Tuesday, November 5, 2013

30 days of thankfulness

Inspired by my dear husband I have been posting 30 days of Thanksgiving on my Facebook page.  One thankful item per day since the first of November. This is more difficult than it sounds.  Being a person who generally has a sarcastic and somewhat negative point of view. Oh and that tendency I have to be a tad forgetful. So here I am on my blog complaining about having to be thankful for 30 days. "That there is what you call ironical." It's not that I'm not genuinely thankful for many things. It's that I don't tend to think about them much. I could create a log of my 30 days here.  But I think that would be a little redundant. I could insert here an explanation of each item I am thankful for. Boring!

There is actually a deeper explanation to my personal failings at being thankful "out loud and public". I call it the dropped shoe syndrome. If I admit out loud that something good happened to me or that I perceived that something was good then either the good will end,  stop happening or worse yet, the good will be horribly reversed. See I told you I was negatively wired.

There is a bright side to all of this.  I have in the past few years "seen the light of my ways" and am attempting to correct this engrained response to good things. Now that's something to be thankful for!

This blog has been an experiment in voice recording. I wanted to put in that disclaimer, so I guess I'm grateful for the technology that allows me to record my "brilliant" thoughts while driving, because of course that is when I have them. And yes I know texting and driving are not safe. A. This is blogging, not texting. B. I'm using a voice recording system which allows me to keep my eyes on the road and my hands on the steering wheel. Still the results are not terribly satisfying as the voice recognition software does not include punctuations. So I have to go back and manually enter appropriate punctuation.  Guess that's the down side to this good thing.
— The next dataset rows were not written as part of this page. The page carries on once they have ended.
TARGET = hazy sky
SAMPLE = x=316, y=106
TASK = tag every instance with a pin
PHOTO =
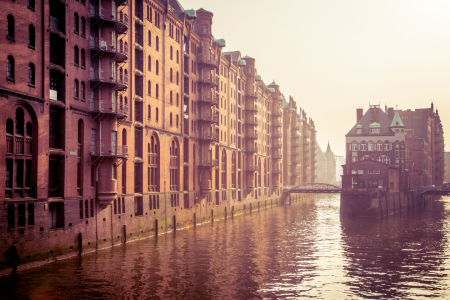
x=334, y=56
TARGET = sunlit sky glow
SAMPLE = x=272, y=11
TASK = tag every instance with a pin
x=334, y=56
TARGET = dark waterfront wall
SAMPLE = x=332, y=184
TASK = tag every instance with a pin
x=377, y=206
x=107, y=229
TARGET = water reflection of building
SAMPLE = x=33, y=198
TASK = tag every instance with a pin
x=447, y=167
x=326, y=165
x=125, y=117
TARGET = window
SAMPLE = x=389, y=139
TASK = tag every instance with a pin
x=19, y=156
x=83, y=58
x=76, y=56
x=363, y=146
x=379, y=146
x=10, y=34
x=56, y=215
x=75, y=89
x=31, y=4
x=31, y=36
x=83, y=26
x=75, y=23
x=82, y=91
x=31, y=77
x=173, y=166
x=10, y=68
x=153, y=164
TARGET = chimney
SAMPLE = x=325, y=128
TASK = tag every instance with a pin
x=391, y=113
x=359, y=114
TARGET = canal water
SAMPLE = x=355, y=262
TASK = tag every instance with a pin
x=292, y=251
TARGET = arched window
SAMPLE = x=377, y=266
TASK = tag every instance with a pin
x=10, y=27
x=80, y=157
x=82, y=91
x=31, y=36
x=153, y=164
x=20, y=173
x=174, y=166
x=75, y=89
x=233, y=170
x=83, y=26
x=224, y=170
x=124, y=163
x=83, y=58
x=75, y=23
x=76, y=54
x=31, y=77
x=10, y=68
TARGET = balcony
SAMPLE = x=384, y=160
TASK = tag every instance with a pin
x=252, y=135
x=251, y=168
x=57, y=27
x=209, y=81
x=277, y=171
x=252, y=148
x=251, y=106
x=210, y=62
x=98, y=75
x=107, y=107
x=252, y=95
x=119, y=21
x=208, y=117
x=251, y=121
x=214, y=100
x=277, y=145
x=120, y=53
x=209, y=137
x=108, y=150
x=206, y=162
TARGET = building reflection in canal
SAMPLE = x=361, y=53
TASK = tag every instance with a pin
x=297, y=250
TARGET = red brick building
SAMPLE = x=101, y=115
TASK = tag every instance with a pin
x=375, y=154
x=125, y=117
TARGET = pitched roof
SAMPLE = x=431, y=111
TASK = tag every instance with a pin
x=397, y=121
x=374, y=117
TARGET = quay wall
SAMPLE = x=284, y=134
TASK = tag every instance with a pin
x=378, y=206
x=38, y=245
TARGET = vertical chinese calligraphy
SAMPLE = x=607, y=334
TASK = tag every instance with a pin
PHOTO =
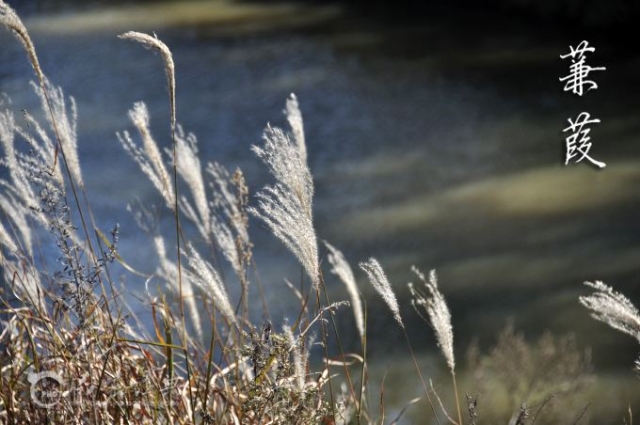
x=578, y=143
x=579, y=70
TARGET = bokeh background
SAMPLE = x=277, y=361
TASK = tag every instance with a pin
x=435, y=139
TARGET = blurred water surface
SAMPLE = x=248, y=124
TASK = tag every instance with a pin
x=436, y=144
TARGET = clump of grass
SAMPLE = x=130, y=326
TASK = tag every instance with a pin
x=73, y=351
x=553, y=376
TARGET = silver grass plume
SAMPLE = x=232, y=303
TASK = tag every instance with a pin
x=612, y=308
x=148, y=157
x=229, y=224
x=190, y=170
x=379, y=280
x=438, y=312
x=299, y=358
x=154, y=43
x=65, y=123
x=341, y=268
x=10, y=19
x=203, y=275
x=286, y=207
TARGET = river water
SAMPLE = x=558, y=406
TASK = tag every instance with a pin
x=437, y=144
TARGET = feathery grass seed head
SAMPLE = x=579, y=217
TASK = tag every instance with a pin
x=154, y=43
x=341, y=268
x=379, y=280
x=438, y=312
x=612, y=308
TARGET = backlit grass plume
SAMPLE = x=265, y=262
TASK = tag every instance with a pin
x=286, y=206
x=612, y=308
x=341, y=268
x=379, y=280
x=615, y=310
x=440, y=319
x=154, y=43
x=437, y=311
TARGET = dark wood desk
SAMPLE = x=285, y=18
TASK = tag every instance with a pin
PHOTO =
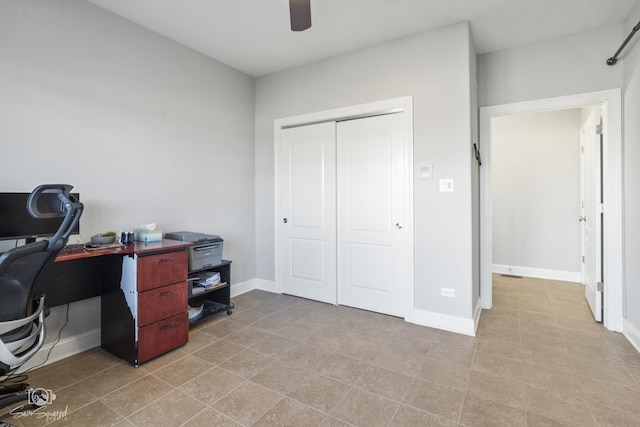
x=82, y=275
x=143, y=289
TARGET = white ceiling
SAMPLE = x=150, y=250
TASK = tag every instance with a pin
x=254, y=36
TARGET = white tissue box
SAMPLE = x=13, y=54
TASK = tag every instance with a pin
x=143, y=235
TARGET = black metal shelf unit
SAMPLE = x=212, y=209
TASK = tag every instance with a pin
x=214, y=300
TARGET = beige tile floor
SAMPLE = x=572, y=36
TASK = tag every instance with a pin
x=538, y=360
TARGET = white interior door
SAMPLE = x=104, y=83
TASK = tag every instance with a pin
x=307, y=212
x=591, y=212
x=371, y=203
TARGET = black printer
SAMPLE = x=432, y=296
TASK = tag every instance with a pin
x=206, y=251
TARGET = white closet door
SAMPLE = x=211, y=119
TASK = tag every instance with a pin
x=591, y=220
x=371, y=200
x=307, y=212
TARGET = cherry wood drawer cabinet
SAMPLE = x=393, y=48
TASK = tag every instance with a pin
x=146, y=316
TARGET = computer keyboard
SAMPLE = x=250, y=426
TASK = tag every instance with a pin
x=73, y=247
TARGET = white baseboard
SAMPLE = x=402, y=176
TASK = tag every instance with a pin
x=460, y=325
x=67, y=347
x=632, y=333
x=477, y=311
x=249, y=285
x=242, y=287
x=266, y=285
x=540, y=273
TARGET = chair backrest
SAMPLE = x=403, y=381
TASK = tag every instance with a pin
x=21, y=267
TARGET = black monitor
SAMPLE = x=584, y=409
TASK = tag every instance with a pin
x=17, y=223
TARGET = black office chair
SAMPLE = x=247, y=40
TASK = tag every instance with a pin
x=22, y=310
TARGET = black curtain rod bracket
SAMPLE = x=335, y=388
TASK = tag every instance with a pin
x=614, y=58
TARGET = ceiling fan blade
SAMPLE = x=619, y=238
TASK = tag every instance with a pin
x=300, y=11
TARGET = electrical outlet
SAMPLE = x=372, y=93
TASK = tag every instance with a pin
x=449, y=293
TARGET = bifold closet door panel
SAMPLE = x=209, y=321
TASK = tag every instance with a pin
x=306, y=229
x=370, y=213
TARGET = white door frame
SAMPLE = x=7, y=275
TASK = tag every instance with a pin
x=611, y=101
x=403, y=104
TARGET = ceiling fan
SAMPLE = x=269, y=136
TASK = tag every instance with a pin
x=300, y=11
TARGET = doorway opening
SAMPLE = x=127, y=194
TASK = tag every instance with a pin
x=610, y=102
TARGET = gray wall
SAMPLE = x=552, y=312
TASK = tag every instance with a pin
x=564, y=66
x=631, y=64
x=145, y=129
x=434, y=68
x=535, y=190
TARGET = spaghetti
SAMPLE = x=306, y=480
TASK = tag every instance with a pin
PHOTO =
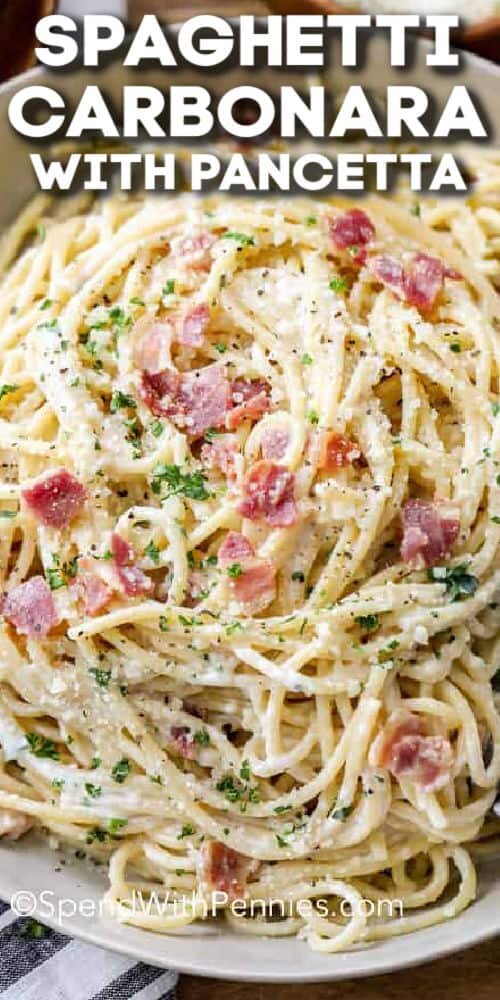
x=249, y=550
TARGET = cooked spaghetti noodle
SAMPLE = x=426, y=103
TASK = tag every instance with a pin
x=249, y=550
Back to my thirty days of thanksgiving. Do you have any idea how hard it is to take a negative thing and find the thanksgiving in it? Seems like ever since I decided to follow dear Husband's lead, I've had a series of personal issues come up that are hardly what I'd call thanksgiving material. Two or three health issues, an overly emotional bit of news/drama from a difficult family member and the usual litany of automotive and financial concerns. Combined with my native lack of talent in the "joyful living" category and you have a perfect recipe for a certain lack of thankful. Not that I'm some kind of emotional vampire. (Those known for sucking the joy out of every room.) It's just that happy/happy is not my first thought in any given situation.  I'd be really identifying my age group if I started throwing around hints like I'm not exactly the Doris Day type.  Now here is where you're expecting me too insert a line about how I have found a way to do that little turn a frown upside down trick. But I'm not going to. Because I don't have one. I just sit there starring at my screen and the words don't come. Which cleverly brings me back to my voice recording experiment. See my best ideas come during my often silent drive to work each day. Problem is, by the time I reach the office, where I could safely write those clever thoughts down, they have vanished. Solution = Voice recorder.

Thinking now that I actually have a good reason for creating a side list of those nearly thirty thankful things. But that's another blog.